General Discussion
In reply to the discussion: Is there a way for states to bring a criminal prosecution against Trump, if the Republicans won't? [View all]LanternWaste
(37,748 posts)In '74, the USSC agreed to decide a question raised by the White House of whether a sitting President could be criminally prosecuted. The Watergate grand jury had named Nixon as an unindicted co-conspirator, an action his lawyers said was a constitutional ''nullity,'' beyond the grand jury's authority. The issue was fully briefed and argued, but was never decided (Chief Justice Burger said it was not necessary to address that particular question in order to resolve the executive privilege issue).

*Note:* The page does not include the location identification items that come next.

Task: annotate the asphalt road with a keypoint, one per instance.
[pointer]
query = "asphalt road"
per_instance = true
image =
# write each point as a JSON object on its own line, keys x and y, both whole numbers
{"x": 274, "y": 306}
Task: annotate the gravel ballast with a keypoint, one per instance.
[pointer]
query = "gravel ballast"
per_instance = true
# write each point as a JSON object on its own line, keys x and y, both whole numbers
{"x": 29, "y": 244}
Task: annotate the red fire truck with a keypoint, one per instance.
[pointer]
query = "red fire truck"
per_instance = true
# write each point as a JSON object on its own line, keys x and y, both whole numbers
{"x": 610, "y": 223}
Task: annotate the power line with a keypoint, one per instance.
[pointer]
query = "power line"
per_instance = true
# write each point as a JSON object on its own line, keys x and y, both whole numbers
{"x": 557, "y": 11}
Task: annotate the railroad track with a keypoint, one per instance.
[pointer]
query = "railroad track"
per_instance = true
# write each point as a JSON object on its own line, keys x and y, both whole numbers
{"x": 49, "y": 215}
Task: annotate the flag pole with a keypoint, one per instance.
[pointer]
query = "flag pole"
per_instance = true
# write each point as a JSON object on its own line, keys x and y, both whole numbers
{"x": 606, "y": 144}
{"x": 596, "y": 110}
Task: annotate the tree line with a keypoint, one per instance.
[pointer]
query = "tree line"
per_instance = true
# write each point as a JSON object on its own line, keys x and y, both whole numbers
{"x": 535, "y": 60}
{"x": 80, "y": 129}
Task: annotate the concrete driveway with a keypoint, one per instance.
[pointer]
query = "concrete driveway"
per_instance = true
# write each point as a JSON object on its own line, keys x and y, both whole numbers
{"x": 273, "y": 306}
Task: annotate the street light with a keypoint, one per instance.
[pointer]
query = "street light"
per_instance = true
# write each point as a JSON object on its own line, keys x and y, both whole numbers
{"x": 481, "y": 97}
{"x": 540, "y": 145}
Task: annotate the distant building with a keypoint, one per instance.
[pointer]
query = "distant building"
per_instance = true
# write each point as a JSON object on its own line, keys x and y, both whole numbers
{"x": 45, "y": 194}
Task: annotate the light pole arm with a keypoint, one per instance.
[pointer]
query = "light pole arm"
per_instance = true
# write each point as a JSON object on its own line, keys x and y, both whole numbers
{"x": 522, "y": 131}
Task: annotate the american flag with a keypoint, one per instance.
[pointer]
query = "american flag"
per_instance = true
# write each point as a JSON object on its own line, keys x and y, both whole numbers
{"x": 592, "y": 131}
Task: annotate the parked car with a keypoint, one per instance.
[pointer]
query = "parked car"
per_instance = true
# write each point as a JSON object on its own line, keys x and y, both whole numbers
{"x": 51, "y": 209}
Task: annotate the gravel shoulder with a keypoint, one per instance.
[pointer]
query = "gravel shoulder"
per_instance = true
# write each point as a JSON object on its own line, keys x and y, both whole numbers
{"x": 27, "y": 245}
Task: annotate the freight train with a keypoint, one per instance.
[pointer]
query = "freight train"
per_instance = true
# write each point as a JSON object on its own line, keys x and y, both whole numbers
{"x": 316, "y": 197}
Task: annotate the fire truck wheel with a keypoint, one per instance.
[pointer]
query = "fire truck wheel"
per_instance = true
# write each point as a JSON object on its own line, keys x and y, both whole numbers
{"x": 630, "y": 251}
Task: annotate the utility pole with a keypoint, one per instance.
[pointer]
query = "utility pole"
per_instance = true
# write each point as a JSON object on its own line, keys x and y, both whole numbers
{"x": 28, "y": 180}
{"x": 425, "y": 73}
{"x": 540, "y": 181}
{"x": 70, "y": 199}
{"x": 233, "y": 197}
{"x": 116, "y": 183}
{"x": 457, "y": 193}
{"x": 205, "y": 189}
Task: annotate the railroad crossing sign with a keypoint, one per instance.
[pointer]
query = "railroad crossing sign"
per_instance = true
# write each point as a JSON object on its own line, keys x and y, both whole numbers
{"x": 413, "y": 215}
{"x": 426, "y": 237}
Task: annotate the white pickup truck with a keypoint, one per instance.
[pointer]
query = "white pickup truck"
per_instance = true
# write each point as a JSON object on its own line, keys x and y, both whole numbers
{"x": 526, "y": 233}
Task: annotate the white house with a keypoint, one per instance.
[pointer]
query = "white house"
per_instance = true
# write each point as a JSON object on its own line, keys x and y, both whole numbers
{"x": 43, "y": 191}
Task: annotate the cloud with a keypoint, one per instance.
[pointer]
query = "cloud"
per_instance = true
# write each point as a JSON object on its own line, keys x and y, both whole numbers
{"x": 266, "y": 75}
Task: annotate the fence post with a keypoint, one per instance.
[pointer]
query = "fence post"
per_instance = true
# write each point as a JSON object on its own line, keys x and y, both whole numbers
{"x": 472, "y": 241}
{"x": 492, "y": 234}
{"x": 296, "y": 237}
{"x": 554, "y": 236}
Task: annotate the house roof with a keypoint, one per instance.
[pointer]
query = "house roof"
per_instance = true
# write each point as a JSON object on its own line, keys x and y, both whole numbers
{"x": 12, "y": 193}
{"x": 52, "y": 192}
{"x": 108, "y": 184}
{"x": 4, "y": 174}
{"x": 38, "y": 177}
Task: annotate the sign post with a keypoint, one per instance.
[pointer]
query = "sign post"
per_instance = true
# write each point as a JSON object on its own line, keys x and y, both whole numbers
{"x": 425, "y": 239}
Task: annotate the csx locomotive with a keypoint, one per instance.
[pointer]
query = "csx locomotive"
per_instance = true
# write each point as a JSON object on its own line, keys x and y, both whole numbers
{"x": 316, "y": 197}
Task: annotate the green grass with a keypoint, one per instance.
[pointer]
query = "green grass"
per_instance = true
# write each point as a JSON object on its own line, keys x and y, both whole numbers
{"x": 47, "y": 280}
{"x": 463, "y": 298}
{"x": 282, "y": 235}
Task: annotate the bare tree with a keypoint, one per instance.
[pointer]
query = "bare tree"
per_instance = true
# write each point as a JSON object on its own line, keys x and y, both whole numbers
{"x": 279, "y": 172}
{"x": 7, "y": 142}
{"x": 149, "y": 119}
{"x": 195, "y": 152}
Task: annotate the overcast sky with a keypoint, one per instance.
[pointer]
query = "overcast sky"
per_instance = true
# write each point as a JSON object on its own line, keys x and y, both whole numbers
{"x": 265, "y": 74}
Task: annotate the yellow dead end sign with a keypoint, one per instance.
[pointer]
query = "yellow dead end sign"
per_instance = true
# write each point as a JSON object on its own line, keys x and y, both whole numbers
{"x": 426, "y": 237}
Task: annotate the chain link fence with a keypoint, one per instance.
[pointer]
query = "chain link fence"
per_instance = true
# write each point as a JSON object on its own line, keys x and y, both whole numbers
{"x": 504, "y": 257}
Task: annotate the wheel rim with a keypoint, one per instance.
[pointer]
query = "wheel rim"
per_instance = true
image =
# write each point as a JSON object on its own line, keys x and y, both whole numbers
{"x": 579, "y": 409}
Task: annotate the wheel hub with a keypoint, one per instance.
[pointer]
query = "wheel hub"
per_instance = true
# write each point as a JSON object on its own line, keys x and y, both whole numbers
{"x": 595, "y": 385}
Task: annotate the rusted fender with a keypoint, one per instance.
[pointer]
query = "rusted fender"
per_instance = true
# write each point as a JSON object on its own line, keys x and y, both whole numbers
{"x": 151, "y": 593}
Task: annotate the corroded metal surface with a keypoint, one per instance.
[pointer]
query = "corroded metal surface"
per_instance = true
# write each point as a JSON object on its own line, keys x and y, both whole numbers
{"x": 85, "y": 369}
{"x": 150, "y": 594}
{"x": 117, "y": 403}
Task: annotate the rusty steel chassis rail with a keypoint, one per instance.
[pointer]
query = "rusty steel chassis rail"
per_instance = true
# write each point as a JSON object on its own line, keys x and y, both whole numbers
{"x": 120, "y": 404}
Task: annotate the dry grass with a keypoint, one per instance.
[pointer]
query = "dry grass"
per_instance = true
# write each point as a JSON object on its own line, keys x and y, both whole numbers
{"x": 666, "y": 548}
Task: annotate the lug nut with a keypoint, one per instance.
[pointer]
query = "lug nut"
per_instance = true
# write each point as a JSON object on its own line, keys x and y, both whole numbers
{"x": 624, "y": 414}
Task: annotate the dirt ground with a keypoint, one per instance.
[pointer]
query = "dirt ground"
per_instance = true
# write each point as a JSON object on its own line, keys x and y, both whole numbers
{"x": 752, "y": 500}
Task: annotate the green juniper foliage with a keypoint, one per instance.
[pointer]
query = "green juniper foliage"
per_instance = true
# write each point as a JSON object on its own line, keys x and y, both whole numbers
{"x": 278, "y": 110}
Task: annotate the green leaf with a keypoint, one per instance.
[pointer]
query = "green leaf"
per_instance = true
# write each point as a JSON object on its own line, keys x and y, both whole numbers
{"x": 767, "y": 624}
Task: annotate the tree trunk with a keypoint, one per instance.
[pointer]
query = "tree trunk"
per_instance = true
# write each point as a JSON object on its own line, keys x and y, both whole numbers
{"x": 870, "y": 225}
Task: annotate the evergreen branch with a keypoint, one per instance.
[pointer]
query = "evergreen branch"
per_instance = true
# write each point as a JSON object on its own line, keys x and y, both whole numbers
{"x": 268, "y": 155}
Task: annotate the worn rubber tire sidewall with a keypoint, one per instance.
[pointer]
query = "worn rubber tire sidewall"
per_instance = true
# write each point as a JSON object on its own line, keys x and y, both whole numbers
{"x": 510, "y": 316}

The lawyer for the prosecution argued the relevant sentence in Article I (the one our own handful of armchair "experts" consistently alleges rules out any prosecution-- you know the little fellas: they interpret any disagreement with their premise as ignorance of the constitution-- an irony of gold standard) was simply the framers' way of insuring that an impeached official could not raise a double-jeopardy objection to a subsequent prosecution. He said the sentence applied to all officials who are subject to impeachment, not just the President, and so should not be interpreted as making impeachment the exclusive avenue for bringing criminal charges against a sitting President.
And bear in mnd, both VP Burr and VP Agnew and were indicted while sitting vice presidents.